2) He withdraws the Bill, or tries to use the Parliament Act to pass it, as suggested in the Sunday Telegraph at the weekend. For our immediate purposes these are the same, the Electoral Registration Bill is withdrawn and reintroduced next session, after the Boundary Commissions have reported, meaning the Commons vote on implementing them will go ahead. Whether it is worthwhile messing up the passage of the Electoral Registration Bill when it looks extremely unlikely that the Commons would approve the new boundaries is a different question – it would at least mean that the recommendations were there ready for future implementation in the case of a Conservative majority after the next election, or if something entirely unexpected comes along to change minds. It also means the promise to have a proper Commons vote on implementing it is kept and the spectacle of Lib Dem ministers voting against the government is delayed for now.

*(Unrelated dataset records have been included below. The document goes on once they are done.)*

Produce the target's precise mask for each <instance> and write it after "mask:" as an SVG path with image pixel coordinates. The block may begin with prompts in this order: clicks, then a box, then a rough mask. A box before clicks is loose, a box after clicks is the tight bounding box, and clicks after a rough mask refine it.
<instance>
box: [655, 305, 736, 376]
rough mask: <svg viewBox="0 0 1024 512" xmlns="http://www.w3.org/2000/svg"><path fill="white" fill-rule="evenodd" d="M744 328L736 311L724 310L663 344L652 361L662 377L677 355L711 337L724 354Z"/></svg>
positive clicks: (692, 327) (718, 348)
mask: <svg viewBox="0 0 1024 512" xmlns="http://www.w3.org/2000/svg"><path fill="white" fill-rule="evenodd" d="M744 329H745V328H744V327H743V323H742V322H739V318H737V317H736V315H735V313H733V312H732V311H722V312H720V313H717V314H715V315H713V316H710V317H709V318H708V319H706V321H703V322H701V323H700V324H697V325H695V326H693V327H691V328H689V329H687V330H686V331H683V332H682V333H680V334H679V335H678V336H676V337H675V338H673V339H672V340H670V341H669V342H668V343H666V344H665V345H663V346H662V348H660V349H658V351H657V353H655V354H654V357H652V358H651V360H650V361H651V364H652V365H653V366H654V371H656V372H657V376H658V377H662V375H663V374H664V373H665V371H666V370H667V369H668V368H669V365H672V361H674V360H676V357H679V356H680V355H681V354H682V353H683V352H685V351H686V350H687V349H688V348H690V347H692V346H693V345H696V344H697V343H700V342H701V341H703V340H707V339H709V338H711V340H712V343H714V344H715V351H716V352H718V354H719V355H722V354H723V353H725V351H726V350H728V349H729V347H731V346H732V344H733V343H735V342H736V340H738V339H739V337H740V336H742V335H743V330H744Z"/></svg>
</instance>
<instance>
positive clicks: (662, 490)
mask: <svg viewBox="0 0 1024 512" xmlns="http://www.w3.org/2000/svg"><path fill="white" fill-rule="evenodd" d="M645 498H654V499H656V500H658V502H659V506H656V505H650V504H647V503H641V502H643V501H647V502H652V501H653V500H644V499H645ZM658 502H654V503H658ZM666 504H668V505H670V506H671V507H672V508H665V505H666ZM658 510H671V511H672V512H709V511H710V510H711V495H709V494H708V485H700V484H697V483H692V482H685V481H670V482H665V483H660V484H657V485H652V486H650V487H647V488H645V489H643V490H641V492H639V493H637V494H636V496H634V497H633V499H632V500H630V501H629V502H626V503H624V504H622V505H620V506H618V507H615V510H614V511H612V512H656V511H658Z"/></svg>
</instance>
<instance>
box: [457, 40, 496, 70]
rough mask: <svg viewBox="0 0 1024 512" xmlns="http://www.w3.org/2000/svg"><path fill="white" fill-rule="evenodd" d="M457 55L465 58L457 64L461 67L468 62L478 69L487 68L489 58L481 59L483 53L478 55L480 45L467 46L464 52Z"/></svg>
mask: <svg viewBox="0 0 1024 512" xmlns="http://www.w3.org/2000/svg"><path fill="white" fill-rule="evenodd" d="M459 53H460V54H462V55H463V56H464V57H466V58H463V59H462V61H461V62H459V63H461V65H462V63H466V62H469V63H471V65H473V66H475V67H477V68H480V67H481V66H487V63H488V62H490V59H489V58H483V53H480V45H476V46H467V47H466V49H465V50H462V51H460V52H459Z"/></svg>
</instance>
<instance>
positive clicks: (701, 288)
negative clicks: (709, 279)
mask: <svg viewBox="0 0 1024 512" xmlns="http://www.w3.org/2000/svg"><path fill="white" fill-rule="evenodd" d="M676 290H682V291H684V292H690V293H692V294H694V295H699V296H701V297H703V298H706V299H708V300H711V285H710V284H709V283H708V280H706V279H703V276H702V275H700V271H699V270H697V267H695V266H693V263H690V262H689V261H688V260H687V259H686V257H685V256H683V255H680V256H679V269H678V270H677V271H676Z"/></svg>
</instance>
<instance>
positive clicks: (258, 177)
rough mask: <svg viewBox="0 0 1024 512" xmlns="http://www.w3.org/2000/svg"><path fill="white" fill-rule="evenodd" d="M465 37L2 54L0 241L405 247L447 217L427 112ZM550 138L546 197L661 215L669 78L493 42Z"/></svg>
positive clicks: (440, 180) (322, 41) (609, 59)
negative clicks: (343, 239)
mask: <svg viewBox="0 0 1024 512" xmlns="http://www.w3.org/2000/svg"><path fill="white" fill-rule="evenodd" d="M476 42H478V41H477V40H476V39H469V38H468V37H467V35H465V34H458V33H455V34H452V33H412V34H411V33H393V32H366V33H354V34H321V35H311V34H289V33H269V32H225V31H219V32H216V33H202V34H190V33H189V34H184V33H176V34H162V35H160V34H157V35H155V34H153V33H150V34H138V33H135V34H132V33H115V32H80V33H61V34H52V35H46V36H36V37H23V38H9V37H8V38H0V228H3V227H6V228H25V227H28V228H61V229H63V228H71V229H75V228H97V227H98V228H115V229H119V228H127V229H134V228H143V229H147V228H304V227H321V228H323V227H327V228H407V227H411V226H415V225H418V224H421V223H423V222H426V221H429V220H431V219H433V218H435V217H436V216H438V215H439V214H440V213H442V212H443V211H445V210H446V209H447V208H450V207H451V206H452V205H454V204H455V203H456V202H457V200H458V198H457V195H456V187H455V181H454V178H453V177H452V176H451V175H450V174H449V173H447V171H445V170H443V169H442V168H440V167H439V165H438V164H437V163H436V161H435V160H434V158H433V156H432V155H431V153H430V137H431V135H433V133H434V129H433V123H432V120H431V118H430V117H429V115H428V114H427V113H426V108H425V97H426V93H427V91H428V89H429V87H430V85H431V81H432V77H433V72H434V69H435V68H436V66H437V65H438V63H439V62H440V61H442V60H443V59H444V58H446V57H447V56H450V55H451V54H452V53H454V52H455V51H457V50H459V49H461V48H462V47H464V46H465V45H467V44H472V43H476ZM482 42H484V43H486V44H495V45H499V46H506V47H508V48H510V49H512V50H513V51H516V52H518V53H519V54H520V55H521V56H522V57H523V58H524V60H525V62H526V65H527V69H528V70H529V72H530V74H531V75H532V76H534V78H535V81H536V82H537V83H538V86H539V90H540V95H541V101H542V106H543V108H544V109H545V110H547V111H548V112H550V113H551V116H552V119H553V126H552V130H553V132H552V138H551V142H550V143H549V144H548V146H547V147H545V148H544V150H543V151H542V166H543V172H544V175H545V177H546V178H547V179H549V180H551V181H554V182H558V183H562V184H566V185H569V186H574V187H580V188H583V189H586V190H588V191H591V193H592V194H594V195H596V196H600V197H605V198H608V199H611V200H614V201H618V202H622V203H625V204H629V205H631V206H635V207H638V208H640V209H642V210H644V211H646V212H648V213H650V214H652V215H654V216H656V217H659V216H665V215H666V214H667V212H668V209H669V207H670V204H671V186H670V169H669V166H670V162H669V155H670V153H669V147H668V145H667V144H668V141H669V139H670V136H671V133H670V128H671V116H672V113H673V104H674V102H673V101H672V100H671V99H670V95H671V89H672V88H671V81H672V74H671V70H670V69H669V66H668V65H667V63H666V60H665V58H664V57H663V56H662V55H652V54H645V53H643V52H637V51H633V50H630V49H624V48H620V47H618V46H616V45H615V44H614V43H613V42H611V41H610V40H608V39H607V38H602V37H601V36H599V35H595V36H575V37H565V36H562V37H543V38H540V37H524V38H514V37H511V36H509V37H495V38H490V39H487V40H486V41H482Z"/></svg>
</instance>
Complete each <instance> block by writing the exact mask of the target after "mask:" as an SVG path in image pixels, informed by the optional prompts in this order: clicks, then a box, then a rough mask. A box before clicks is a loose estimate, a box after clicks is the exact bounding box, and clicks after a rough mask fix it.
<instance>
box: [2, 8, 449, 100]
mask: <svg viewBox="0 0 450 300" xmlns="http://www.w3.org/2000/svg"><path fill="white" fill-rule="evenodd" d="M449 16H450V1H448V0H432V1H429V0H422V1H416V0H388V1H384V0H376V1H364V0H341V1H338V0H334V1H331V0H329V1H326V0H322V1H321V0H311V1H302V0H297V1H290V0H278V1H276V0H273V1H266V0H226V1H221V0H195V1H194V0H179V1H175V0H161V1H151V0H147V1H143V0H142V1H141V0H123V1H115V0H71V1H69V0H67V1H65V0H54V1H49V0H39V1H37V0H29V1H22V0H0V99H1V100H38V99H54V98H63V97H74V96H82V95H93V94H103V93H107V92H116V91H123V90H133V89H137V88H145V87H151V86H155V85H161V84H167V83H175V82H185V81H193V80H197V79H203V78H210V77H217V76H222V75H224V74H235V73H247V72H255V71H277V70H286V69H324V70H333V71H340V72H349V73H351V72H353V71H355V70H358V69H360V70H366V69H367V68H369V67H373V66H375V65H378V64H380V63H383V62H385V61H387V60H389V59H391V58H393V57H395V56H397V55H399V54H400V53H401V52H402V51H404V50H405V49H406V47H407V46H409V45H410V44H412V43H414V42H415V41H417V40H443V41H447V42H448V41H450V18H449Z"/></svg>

3) They accept the boundaries are dead and accept the amendment, avoiding Lib Dem and Conservative ministers voting against each other and keeping the Electoral Registration Bill… but at the cost of failing to allow the Commons to vote on the matter (and in the eyes of Conservative backbenchers, giving into the Lib Dems). The third option also gives the government the option of replacing the rebel amendment with a better one that does the same thing … as I mentioned in the comments to the last post, the current legislation effectively requires the Boundary Commissions to report at least 18 months before a general election so there is proper time to implement the boundaries, for returning officers to make the necessary arrangements, parties to reorganise local associations and select candidates. Under the amendment the boundary commissions will have to report at most eighteen months before the 2020 election, which has the potential to cause chaos if not enough time is left. If you did want to delay the next boundary review to 2018, much better to have the clause say “before October 2018, but not before 2017” or something like that.

For all intents and purposes the review appears dead now (there are theoretically ways it could be got through, but with the SNP seemingly suggesting they’ll also vote against they all require quite a suspension of disbelief), but time will tell if Cameron keeps it on life support for reasons of optimism or party/coalition management.